The new findings are surprising for several reasons, Dr. Tashkin said. Previous studies have shown that marijuana tar contains about 50% higher concentrations of chemicals linked to lung cancer, compared with tobacco tar, he noted. Smoking a marijuana cigarette deposits four times more tar in the lungs than smoking an equivalent amount of tobacco. "Marijuana is packed more loosely than tobacco, so there's less filtration through the rod of the cigarette, so more particles will be inhaled," Dr. Tashkin said. "And marijuana smokers typically smoke differently than tobacco smokers--they hold their breath about four times longer, allowing more time for extra fine particles to deposit in the lung."
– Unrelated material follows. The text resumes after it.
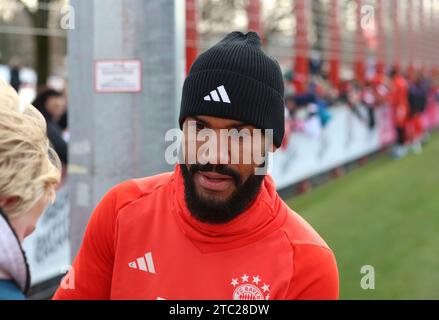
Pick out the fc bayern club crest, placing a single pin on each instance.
(250, 288)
One possible explanation for the new findings, he said, is that THC, a chemical in marijuana smoke, may encourage aging cells to die earlier and therefore be less likely to undergo cancerous transformation.

The next step, Dr. Tashkin says, is to study the DNA samples of the subjects, to see whether there are some heavy marijuana users who may be at increased risk of developing cancer if they have a genetic susceptibility for cancer.


1 comment:

  1. That tobacco study strikes me as meaningless blab unless it has rates for non-smokers who eat the food grown in the radioactive wasteland next to the field of tobacco, where you eat the same amount of uranium as the smoker smokes.

    On top of that is also the rates of cancer caused by the Americans, the British, the French, the Russians and the Chinese (plus others) who blew thousands of tons of highly radioactive dust into the upper atmosphere and left us all to breathe it and get it onto our skin over the last 50years.

    I am quite unsurprised at the increasing rates of skin & lung cancer.